CAD to USD: This Chart Shows Where the Canadian Dollar Is Going Next

CAD to USDGood News for the Canadian Dollar?

The performance of the Canadian dollar has been so ugly, the tide wouldn’t take it out.

After a long period of disappointing performance, people start to give up on an asset. Mention the market around the water cooler and faces will cringe. Editors know the topic will gross out readers, so you will stop seeing it mentioned on magazine covers.

It’s in situations like these, however, that you can scoop up assets for a fraction of their real value. In this kind of bad condition, you can often see stocks and markets trading for pennies on the dollar. If any optimism returns, investors can double or triple their money overnight.

This is the situation we’re seeing in the Canadian dollar right now.

Since 2012, speculators have been pulling money out of the Great White North. Low commodity prices have crushed the nation’s resource-dependent economy. A sudden shift toward left-wing governments has also made investors nervous.

Needless to say, this has left the CAD to USD exchange rate about as down in the dumps as you can get. But the question is this: has the Canadian dollar finally bottomed?

To answer that question, we need to consult the charts.

CAD to USD IndexChart courtesy of www.StockCharts.com

During the selloff, the CAD to USD exchange rate exhibited the classic bump-and-run pattern.

During the lead-in phase, prices declined in an orderly manner. There’s no excessive speculation, as investors pared down rates in response to worsening fundamentals.

Next comes the bump phase. Retail investors start selling off prices beyond reason. This is when you start to see the Canadian dollar mentioned on the nightly news or on the front page of the paper.

Finally, comes the run. Huge short positions leave the market exposed to a sudden reversal. Without a steady stream of new sellers to push down prices, any bids result in a massive short squeeze.

How far can prices fall? In a typical bust, it’s not uncommon to see prices fall all the way back to the beginning of the lead-in line. Markets need to overcorrect to the upside in order to wash out all of the speculators.
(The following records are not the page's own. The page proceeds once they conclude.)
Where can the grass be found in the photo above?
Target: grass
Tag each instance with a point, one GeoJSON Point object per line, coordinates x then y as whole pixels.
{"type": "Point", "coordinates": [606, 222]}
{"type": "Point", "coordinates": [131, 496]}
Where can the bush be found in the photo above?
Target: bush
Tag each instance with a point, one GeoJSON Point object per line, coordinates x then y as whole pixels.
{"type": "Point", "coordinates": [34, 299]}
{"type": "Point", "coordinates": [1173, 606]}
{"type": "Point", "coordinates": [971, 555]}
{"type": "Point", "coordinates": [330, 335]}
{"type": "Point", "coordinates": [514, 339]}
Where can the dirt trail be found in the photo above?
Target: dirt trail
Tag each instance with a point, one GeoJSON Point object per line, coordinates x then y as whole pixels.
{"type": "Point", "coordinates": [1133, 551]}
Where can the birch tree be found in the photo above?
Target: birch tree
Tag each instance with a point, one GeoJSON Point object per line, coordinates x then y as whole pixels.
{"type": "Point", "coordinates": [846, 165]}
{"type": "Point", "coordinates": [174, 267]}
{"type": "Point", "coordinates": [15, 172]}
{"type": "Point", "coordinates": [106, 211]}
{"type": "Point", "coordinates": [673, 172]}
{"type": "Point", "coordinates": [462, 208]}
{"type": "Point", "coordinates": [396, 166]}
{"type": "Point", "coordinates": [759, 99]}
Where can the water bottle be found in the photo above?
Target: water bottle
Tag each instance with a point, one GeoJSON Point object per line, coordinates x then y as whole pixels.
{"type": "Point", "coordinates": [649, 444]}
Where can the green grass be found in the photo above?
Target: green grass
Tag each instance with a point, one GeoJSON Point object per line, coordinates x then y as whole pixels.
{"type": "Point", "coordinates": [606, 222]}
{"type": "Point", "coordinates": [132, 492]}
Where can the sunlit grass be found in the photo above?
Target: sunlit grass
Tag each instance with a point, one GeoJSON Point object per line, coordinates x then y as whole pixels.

In the case of the Canadian dollar, this would see prices fall to around the US$0.85 level. That would be welcome news for bulls. Based on this, at least, the CAD to USD exchange rate could be nearing a bottom.

This is not a recommendation to run out and buy Canadian dollars, though. Rather than trying to catch a falling knife, investors should wait for the market to carve out a bottom and resume a new uptrend. If that happens, a run to US$0.78, US$0.80, even US$0.85 would not be unsurprising.

The bottom line: the worst is over for the Canadian dollar.